Se si darà il via libera alla Cina sarà più difficile applicare norme anti-dumping, i prezzi delle merci esportate verranno confrontati con i prezzi nazionali, e non con quelli di un Paese terzo
“La questione dei prezzi delle merci è fondamentale. È questo che intendiamo quando chiediamo che vengano rispettate le stesse regole. Nelle relazioni con un colosso come la Cina è chiaro che alcuni settori possono andare in difficoltà, ma questo sarebbe accettabile se ci fosse una condizione di parità. Ma se lì i prezzi delle merci vengono determinati in modo completamente diverso rispetto alle nostre regole è chiaro che questa cosa non può essere accettata. Come Ue siamo portatori della bandiera della concorrenza leale e perché ci possa essere una competizione equa questa deve valere nelle relazioni con i nostri partner”
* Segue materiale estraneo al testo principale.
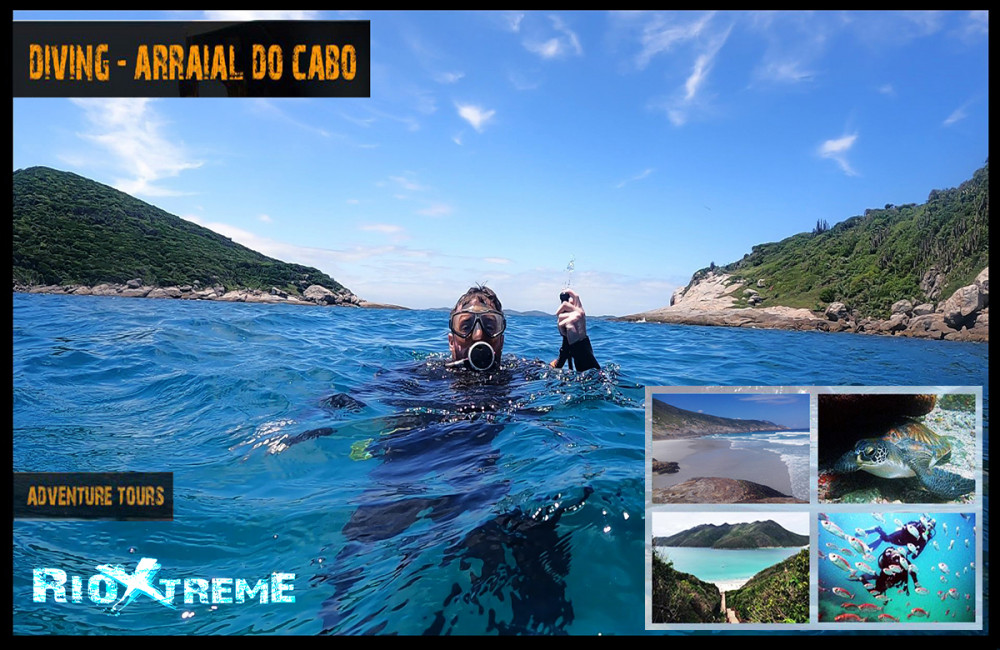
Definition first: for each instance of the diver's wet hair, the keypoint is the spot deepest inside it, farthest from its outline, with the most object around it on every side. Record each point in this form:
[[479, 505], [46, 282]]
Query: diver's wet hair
[[482, 294]]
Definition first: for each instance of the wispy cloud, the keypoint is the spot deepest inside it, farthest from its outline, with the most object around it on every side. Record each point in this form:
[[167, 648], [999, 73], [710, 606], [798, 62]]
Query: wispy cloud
[[250, 14], [690, 98], [837, 150], [564, 43], [638, 177], [659, 33], [475, 115], [784, 72], [436, 210], [385, 228], [139, 145], [448, 77], [407, 183], [957, 115]]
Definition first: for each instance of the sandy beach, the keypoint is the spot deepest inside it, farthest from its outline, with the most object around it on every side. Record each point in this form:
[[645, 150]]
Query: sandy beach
[[712, 457]]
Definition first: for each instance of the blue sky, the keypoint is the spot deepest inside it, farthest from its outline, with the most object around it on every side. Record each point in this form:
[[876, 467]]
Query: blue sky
[[497, 147], [787, 409]]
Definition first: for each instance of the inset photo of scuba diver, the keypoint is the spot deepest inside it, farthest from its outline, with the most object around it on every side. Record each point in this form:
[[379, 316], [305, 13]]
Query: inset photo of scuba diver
[[898, 447], [897, 568]]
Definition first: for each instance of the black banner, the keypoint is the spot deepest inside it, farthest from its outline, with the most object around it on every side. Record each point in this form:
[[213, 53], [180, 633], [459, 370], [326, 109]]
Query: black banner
[[288, 58], [94, 495]]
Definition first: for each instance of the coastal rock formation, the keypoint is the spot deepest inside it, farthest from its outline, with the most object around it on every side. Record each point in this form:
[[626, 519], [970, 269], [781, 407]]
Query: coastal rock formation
[[720, 490], [665, 467], [313, 295], [711, 300]]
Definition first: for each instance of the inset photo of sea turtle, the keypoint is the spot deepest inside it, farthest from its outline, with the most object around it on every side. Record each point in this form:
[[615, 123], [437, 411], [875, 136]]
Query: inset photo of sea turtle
[[897, 448]]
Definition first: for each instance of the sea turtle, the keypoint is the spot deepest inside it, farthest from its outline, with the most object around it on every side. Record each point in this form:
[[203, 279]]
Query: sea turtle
[[908, 449]]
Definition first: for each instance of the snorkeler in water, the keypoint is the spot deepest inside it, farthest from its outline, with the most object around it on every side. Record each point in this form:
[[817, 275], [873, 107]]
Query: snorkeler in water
[[894, 571], [913, 536], [477, 324], [516, 555]]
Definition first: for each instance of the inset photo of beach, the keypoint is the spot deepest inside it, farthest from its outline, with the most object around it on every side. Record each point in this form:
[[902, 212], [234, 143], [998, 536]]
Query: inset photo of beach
[[898, 447], [730, 567], [729, 448], [892, 568]]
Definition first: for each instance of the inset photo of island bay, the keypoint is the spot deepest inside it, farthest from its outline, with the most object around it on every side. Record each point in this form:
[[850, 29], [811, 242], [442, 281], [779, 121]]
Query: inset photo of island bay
[[730, 567], [729, 448]]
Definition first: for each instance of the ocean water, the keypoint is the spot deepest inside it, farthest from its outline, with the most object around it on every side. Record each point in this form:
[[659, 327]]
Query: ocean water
[[723, 565], [791, 446], [416, 499], [946, 568]]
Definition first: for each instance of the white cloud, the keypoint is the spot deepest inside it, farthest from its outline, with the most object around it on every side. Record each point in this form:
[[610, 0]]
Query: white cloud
[[475, 115], [689, 99], [660, 33], [790, 71], [140, 148], [449, 77], [436, 210], [837, 150], [250, 14], [564, 43], [385, 228], [638, 177]]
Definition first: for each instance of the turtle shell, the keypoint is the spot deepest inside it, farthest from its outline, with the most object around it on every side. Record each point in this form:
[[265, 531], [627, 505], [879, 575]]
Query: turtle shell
[[916, 438]]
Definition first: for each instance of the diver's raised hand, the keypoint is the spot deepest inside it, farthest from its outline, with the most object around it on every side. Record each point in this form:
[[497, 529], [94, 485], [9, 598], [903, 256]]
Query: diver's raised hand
[[571, 319]]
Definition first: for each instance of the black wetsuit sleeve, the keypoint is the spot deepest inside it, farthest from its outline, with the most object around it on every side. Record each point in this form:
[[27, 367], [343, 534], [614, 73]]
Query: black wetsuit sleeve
[[583, 355]]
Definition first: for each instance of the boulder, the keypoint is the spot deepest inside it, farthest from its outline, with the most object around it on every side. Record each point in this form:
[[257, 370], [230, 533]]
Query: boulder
[[836, 311], [902, 307], [319, 295], [965, 302]]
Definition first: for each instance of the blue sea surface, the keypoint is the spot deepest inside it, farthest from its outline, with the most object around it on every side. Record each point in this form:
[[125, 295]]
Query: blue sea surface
[[332, 444]]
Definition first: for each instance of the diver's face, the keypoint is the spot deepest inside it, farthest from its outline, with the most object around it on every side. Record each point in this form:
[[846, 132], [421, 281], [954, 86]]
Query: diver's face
[[460, 344]]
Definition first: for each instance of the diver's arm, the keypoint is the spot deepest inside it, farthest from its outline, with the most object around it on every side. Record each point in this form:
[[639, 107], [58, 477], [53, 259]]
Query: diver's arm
[[571, 320]]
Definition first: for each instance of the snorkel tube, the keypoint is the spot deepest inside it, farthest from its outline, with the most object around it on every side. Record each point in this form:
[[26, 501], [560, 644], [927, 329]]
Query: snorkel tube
[[480, 357]]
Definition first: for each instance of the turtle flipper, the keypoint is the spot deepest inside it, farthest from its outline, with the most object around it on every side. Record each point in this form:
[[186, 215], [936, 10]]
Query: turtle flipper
[[945, 484]]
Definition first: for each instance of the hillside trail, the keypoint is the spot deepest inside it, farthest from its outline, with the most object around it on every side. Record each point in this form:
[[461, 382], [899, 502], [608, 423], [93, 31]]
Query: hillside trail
[[730, 613]]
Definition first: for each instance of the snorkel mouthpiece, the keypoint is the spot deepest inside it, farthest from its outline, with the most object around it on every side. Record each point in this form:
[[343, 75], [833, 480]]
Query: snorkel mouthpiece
[[481, 356]]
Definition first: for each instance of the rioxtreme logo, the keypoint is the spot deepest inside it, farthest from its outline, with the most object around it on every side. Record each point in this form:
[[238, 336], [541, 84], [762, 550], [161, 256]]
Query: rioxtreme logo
[[102, 587]]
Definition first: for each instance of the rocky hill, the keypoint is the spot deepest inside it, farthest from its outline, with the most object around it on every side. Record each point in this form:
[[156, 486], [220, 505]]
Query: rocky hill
[[778, 594], [908, 270], [759, 534], [672, 422], [683, 598], [74, 235]]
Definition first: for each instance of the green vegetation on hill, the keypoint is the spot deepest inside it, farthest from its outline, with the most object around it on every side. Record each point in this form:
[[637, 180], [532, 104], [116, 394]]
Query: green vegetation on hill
[[672, 422], [869, 262], [759, 534], [778, 594], [72, 230], [682, 598]]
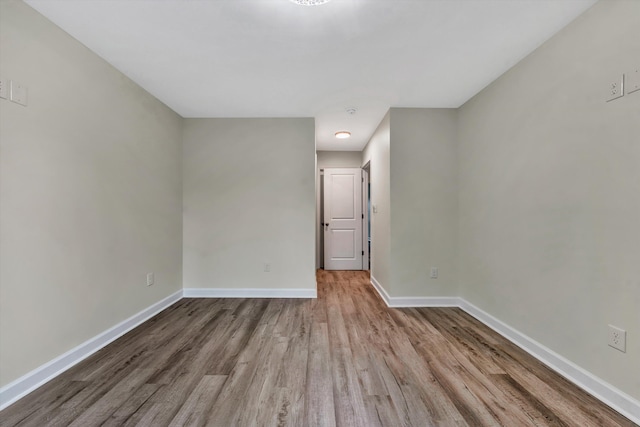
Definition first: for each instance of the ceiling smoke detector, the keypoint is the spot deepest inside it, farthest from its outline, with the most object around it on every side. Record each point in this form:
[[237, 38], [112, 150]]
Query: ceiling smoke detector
[[310, 2]]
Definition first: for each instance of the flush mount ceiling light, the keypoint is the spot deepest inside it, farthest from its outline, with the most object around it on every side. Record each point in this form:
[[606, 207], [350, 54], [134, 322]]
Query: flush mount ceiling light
[[310, 2]]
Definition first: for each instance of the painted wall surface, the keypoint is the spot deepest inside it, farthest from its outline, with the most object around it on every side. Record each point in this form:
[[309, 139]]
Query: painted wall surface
[[90, 188], [330, 159], [377, 153], [549, 236], [424, 201], [249, 200]]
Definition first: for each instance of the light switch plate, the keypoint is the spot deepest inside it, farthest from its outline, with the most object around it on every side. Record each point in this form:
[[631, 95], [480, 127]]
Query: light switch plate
[[615, 89], [632, 81], [18, 93], [4, 89]]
Pensa che la Cina sia un partner affidabile?
“La Cina è un partner commerciale e politico di grande importanza, per gli investimenti ma anche per tanti accordi, si pensi ad esempio a quello sul Clia ottenuto a parigi, che è stato possibile anche grazie a un protagonismo della Cina. Noi non vogliamo ridurre la portata delle nostre relazioni e non ci poniamo in posizione di protezionismo per scelta economica o ideologica, la nostra non è una posizione semplicemente di difesa. Vogliamo che si accetti il principio della parità delle regole”.
Il Parlamento sembra compatto nel voler bloccare il riconoscimento dello status
“Abbiamo una compattezza abbastanza trasversale tra i vari gruppi, ma il Parlamento non è l’unico a decidere. Quando ci sarà la proposta della Commissione dovremo valutarla insieme agli Stati membri del Consiglio. La nosra non sarà una battaglia ideologica, vogliamo avere una posizione costruttiva, ma alcune delle proposte che stanno trapelando sono inaccettabili”.
A cosa si riferisce?
“Una delle ipotesi in campo è di modificare le regole sul dumping a livello settoriale. Non può essere una buona strada, sarebbe un rischio determinare quali settori possono essere intaccati o quanti meno dalla concorrenza cinese. Questa soluzione, ripeto, sarebbe inaccettabile”.